December 27, 2008

What Does The Other Guy Think

At many formal occasions, there are both an invocation at the beginning and the benediction at the end. In regards to Barack Obama's Inauguration, all the attention has been focused on Rick Warren, who is giving the invocation. Perhaps we should be paying more attention to who is giving the benediction, Rev. Joseph Lowery, a civil rights icon who supports most civil rights for GLBT people.
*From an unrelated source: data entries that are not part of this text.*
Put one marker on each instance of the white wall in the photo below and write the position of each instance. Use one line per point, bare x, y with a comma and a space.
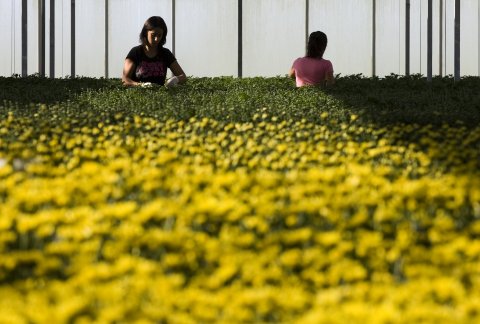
390, 40
273, 36
348, 25
206, 37
126, 19
206, 33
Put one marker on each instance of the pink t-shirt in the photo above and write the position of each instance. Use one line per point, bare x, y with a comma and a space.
311, 71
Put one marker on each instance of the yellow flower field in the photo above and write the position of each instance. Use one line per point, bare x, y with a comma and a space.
202, 221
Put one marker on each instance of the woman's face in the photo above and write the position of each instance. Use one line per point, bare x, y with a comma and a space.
154, 36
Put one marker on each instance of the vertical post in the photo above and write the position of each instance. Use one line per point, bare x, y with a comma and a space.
374, 36
240, 38
440, 40
106, 38
307, 20
52, 39
41, 37
173, 26
407, 37
72, 38
24, 38
457, 42
429, 41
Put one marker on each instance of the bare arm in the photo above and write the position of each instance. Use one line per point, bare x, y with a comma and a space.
128, 70
291, 73
178, 72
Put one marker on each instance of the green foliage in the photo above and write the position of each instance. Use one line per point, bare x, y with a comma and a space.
393, 99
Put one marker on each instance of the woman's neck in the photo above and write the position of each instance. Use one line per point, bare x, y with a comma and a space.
150, 50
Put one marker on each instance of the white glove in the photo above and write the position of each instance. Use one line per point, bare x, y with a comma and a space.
146, 84
173, 81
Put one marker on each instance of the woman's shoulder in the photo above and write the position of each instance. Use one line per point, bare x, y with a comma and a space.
136, 50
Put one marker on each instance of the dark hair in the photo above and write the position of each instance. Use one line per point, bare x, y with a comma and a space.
317, 43
151, 23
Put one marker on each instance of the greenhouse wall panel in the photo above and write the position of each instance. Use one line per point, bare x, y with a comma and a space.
390, 37
273, 36
62, 39
348, 25
9, 37
469, 37
206, 37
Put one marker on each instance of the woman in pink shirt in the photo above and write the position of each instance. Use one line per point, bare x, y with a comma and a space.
313, 69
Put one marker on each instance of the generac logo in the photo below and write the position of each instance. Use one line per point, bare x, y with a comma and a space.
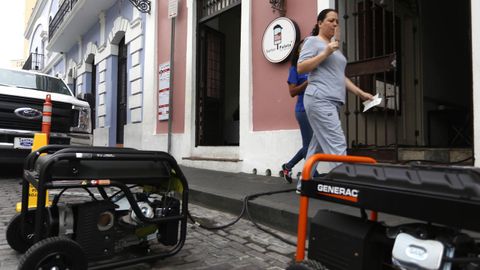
347, 194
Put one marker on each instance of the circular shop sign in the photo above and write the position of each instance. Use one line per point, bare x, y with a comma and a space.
279, 39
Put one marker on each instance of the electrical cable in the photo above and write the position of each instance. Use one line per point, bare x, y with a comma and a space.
245, 210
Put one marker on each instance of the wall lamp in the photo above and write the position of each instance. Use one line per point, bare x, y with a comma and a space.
278, 5
142, 5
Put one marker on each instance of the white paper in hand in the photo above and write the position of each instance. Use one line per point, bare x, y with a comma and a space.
372, 103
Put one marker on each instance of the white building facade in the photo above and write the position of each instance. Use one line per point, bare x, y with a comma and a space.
244, 122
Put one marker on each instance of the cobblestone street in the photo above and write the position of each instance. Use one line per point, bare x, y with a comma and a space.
241, 246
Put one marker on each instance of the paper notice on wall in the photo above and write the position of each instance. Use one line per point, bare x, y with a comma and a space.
163, 91
163, 98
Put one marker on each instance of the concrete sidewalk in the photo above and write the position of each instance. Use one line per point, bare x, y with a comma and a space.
226, 192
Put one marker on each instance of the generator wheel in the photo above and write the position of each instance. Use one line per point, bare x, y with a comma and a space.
307, 265
18, 241
54, 253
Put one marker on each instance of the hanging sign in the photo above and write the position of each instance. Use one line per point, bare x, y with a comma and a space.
163, 90
279, 39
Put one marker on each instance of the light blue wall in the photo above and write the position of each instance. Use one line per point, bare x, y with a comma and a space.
72, 54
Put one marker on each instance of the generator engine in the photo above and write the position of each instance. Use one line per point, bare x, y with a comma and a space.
104, 228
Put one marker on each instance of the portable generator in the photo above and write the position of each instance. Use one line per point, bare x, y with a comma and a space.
440, 203
139, 213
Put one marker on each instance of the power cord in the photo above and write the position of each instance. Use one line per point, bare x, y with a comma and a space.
245, 210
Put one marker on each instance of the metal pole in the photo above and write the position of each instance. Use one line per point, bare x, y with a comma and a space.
170, 95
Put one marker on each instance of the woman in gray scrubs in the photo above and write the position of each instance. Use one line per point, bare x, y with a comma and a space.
325, 93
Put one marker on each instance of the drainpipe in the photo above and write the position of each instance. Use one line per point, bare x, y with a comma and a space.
172, 14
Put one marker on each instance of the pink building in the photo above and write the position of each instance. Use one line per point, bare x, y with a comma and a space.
231, 109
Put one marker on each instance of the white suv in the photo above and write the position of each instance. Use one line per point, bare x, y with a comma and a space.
22, 94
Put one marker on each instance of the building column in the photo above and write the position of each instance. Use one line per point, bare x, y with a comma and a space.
475, 17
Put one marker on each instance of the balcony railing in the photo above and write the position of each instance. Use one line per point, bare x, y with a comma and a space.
55, 23
34, 62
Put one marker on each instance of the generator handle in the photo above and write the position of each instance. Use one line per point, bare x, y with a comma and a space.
307, 175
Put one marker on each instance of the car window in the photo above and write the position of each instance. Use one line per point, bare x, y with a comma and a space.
33, 81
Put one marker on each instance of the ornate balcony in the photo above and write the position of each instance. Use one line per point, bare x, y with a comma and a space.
73, 19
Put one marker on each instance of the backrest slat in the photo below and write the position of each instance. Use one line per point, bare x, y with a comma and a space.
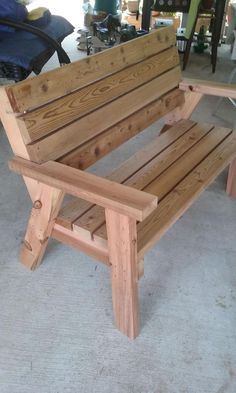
88, 153
59, 113
47, 87
71, 136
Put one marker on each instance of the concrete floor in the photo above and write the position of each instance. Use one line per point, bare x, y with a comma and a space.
56, 329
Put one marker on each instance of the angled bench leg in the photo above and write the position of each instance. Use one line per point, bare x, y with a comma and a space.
231, 183
122, 245
46, 205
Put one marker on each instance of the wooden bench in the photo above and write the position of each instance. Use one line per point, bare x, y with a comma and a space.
63, 121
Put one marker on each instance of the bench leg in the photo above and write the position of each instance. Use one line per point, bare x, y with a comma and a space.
46, 205
231, 183
122, 245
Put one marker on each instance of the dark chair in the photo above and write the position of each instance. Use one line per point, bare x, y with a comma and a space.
29, 48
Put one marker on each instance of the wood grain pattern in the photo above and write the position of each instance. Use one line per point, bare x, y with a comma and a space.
123, 199
140, 177
45, 88
107, 141
184, 194
122, 246
209, 87
45, 209
178, 170
231, 182
69, 137
59, 113
75, 209
175, 173
66, 236
11, 127
191, 102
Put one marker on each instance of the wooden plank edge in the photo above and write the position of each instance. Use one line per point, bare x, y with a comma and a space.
202, 185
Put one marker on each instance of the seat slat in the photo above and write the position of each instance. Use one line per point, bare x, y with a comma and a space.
176, 172
65, 110
45, 88
72, 211
181, 168
94, 218
71, 136
184, 194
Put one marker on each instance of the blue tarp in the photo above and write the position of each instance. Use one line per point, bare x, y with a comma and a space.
22, 47
11, 9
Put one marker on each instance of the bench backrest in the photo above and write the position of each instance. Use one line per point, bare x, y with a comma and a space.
81, 111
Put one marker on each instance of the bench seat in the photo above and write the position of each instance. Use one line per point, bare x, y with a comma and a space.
58, 130
176, 167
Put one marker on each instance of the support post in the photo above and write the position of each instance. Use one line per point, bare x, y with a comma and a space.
122, 247
231, 183
46, 205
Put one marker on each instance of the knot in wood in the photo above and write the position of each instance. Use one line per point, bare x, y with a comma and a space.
27, 245
37, 204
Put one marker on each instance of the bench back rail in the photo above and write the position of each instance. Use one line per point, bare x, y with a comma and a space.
100, 102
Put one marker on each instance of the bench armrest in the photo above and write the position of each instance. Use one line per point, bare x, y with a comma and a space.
118, 197
208, 87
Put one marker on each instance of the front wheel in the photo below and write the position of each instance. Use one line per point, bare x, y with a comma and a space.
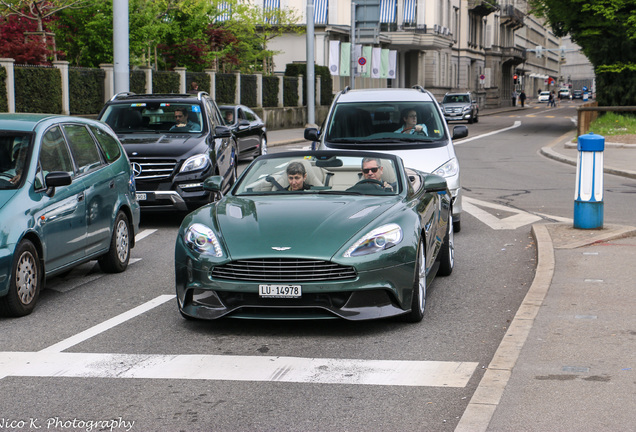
418, 301
25, 283
117, 257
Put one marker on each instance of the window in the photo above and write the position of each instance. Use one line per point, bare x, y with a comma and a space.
83, 147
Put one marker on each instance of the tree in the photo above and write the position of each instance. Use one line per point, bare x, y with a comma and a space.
606, 32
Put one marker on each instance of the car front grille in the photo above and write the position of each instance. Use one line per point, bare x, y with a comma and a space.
154, 169
283, 270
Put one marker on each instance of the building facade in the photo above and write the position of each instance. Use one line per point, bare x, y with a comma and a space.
443, 45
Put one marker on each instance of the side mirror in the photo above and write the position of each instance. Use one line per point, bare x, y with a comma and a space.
435, 183
222, 132
460, 131
213, 184
56, 179
312, 134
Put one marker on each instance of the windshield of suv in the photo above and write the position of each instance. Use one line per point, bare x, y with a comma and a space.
456, 99
14, 149
385, 122
151, 117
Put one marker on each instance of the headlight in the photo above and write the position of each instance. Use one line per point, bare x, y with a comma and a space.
195, 162
449, 169
377, 240
202, 239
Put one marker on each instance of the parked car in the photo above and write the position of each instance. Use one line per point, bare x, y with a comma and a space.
373, 119
460, 106
564, 93
67, 195
362, 239
174, 142
248, 128
544, 96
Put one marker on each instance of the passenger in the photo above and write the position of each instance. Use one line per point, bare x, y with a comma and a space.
183, 123
296, 176
409, 117
372, 169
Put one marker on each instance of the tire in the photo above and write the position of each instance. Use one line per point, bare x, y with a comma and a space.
118, 255
447, 254
25, 283
418, 301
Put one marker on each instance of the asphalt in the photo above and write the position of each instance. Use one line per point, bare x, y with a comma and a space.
568, 359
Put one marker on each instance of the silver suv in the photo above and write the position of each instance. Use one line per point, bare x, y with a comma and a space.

From the Washington Blade:

Lowery, 87, a founder of the Southern Christian Leadership Conference, was the first to mention Coretta Scott King’s support for gay civil rights at her funeral in February 2006 at New Birth Missionary Baptist Church, reminding the audience that she "frowned on homophobia."

Lowery supports rights for gay couples, but stops short of calling for same-sex marriage.

"I support civil rights for all citizens and this includes gay and lesbians citizens. I support civil unions and full benefits (visitation, insurance, etc) for partners in same sex relationships," he said in a written statement to Southern Voice. "Because of the deep seeded roots concerning marriage — in our hearts and minds — for a man and woman, many people, including me, have concerns about the concept/term 'marriage' and experience a degree of cultural shock when faced with same-sex partners. Nevertheless, I am strongly opposed to propositions or amendments that put into law any discrimination against citizens because of sexual orientation."

This is the same kind of forthright response that would have saved Rick Warren some trouble. Instead of trying to nuance his way through, Rev. Lowery was clear that he still had a problem with same-sex couples using the term "marriage." Unfortunate but understandable. More importantly, he is strongly opposed to placing any additional barriers in front of same-sex couples and wants all GLBT people to have a wide, if not entirely complete, range of civil rights.

Perhaps it is worth focusing on the positive presence and participation of someone like Rev. Lowery and releasing some of the frustration regarding Rick Warren's.

Click here to read the rest of the Washington Blade article.

Here is more on Rev. Lowery in the Washington Post "On Faith" section article "Rev. Joseph Lowery, the Anti-Warren."

1 comment:

  1. No. Rev. Joseph Lowery's participation at the ceremony does not offset the damage the president-elect did by bestowing upon Reverend Rick Warren the honor of delivering the invocation. As liberal columnist Frank Rich noted in The New York Times today, linking our relationships to a sexual crime like pedophilia is an "act of defamation" or vilification.

    When they are released from prison, pedophiles they are burdened with housing restrictions (for good reason I would add). Laws require them to notify the local police department whenever they move. Sometimes their neighbors are notified. Communities bar them from moving into homes x feet away from schools (again for good reason).

    Whether Rick Warren believes we are "living in sin" or not, he has no right to bear false testimony against his neighbors by equating what we do, which is partaken in by consenting adults, with what the pedophile does to his victim.